In 1985, several suspicious house fires in England were investigated, and at each site everything had been destroyed except for a painting titled "The Crying Boy." On September 4, 1985, a British tabloid newspaper reported that firefighters had been finding similar paintings untouched at the scene of mysterious fires. One firefighter who was interviewed stated that no firefighter would allow a copy of the painting into his own house. Over the next few months, The Sun and other tabloids ran several more articles. By the end of November, belief in the painting's curse was widespread enough that mass bonfires of the paintings were organized.
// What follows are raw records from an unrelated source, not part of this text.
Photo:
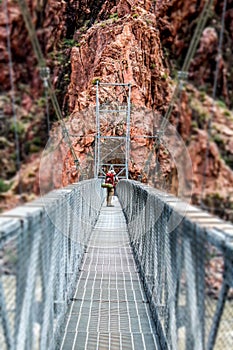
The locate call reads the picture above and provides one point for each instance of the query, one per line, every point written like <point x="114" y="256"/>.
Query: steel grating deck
<point x="109" y="309"/>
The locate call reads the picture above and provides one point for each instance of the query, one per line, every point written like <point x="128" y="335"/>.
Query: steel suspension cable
<point x="190" y="54"/>
<point x="11" y="70"/>
<point x="216" y="76"/>
<point x="42" y="64"/>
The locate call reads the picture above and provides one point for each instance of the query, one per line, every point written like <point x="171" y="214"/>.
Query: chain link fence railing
<point x="185" y="257"/>
<point x="41" y="248"/>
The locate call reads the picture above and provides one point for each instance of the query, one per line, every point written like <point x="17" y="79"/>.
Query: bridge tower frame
<point x="107" y="146"/>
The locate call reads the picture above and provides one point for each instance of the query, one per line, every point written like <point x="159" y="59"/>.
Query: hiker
<point x="112" y="179"/>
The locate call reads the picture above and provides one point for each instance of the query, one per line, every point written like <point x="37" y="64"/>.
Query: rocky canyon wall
<point x="141" y="42"/>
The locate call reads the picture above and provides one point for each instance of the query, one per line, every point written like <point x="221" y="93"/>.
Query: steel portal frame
<point x="112" y="150"/>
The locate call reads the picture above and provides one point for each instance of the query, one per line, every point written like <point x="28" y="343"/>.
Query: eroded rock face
<point x="126" y="49"/>
<point x="141" y="42"/>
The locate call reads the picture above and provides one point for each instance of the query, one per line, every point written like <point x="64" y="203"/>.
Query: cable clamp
<point x="182" y="75"/>
<point x="45" y="75"/>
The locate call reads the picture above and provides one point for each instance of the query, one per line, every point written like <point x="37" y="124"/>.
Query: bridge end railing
<point x="185" y="257"/>
<point x="41" y="248"/>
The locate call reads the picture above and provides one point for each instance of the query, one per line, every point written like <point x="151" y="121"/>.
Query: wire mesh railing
<point x="185" y="257"/>
<point x="41" y="248"/>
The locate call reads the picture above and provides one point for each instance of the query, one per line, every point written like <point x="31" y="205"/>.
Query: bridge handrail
<point x="41" y="247"/>
<point x="185" y="260"/>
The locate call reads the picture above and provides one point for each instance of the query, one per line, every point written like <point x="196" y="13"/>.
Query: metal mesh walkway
<point x="109" y="309"/>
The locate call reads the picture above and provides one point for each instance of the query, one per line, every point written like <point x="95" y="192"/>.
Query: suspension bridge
<point x="149" y="272"/>
<point x="76" y="274"/>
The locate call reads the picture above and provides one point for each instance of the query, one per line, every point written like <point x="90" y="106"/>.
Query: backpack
<point x="109" y="179"/>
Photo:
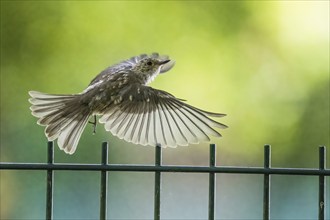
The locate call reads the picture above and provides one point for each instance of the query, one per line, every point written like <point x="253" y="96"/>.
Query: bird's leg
<point x="94" y="124"/>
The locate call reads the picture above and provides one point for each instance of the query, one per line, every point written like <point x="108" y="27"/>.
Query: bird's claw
<point x="94" y="124"/>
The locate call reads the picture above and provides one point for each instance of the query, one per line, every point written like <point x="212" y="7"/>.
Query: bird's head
<point x="148" y="67"/>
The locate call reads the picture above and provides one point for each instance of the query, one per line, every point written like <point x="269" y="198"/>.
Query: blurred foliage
<point x="265" y="64"/>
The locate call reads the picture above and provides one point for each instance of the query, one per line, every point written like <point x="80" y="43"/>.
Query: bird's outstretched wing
<point x="148" y="116"/>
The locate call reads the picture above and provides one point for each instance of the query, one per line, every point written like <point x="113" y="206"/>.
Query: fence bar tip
<point x="104" y="182"/>
<point x="322" y="183"/>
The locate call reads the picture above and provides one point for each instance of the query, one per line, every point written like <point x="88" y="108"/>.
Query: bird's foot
<point x="94" y="124"/>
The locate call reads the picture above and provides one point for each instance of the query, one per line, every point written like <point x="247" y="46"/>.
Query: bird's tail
<point x="64" y="117"/>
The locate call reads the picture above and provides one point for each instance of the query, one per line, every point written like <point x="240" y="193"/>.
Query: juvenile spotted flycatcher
<point x="127" y="107"/>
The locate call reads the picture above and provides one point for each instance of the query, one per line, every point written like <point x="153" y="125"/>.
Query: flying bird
<point x="128" y="108"/>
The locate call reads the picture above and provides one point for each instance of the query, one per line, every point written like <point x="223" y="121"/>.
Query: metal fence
<point x="158" y="169"/>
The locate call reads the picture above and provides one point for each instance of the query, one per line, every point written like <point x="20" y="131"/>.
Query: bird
<point x="128" y="108"/>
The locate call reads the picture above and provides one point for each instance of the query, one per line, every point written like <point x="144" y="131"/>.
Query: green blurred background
<point x="265" y="64"/>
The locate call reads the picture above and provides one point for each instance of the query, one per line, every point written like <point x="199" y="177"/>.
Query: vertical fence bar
<point x="50" y="177"/>
<point x="158" y="162"/>
<point x="212" y="183"/>
<point x="322" y="179"/>
<point x="104" y="182"/>
<point x="267" y="161"/>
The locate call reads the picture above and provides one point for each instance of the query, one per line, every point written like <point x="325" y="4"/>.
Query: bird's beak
<point x="166" y="65"/>
<point x="164" y="61"/>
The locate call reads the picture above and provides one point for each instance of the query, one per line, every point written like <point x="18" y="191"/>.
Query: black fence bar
<point x="50" y="177"/>
<point x="158" y="168"/>
<point x="158" y="163"/>
<point x="267" y="161"/>
<point x="164" y="168"/>
<point x="104" y="182"/>
<point x="322" y="190"/>
<point x="212" y="183"/>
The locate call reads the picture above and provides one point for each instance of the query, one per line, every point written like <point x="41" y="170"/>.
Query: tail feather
<point x="63" y="116"/>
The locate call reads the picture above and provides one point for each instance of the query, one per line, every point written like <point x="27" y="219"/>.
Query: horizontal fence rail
<point x="104" y="167"/>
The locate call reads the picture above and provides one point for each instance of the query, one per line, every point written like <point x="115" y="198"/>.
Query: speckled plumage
<point x="128" y="108"/>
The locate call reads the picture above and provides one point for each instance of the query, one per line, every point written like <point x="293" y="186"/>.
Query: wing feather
<point x="151" y="116"/>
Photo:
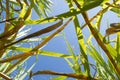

The picture itself was discovered to be a portrait of an orphan child, and it is said that the artist's studio burned to the ground and the orphan was killed in a car crash shortly after The Crying Boy was painted. According to urban legend, the curse only affects someone if the owner of the painting becomes aware of it, and the only way to lift the curse is to give the painting to another person, or to reunite the boy and girl variations of the paintings.
The Curse Debunked?
Steve Punt, a British writer and comedian, investigated the curse of The Crying Boy in a radio production called Punt P.I. Although the program is comic in nature, Punt researched the history of the Crying Boy painting and revealed an intriguing past. The conclusion reached by the program, following testing at the Building Research Establishment, is that the prints were treated with varnish containing fire repellent, and that the string holding the painting to the wall would be the first to burn and result in the painting landing face down on the floor where it would be safe.
This explains the painting's survival in the fires, but it does not yet explain how the mysterious fires were started. There are still several hundred of these paintings in circulation.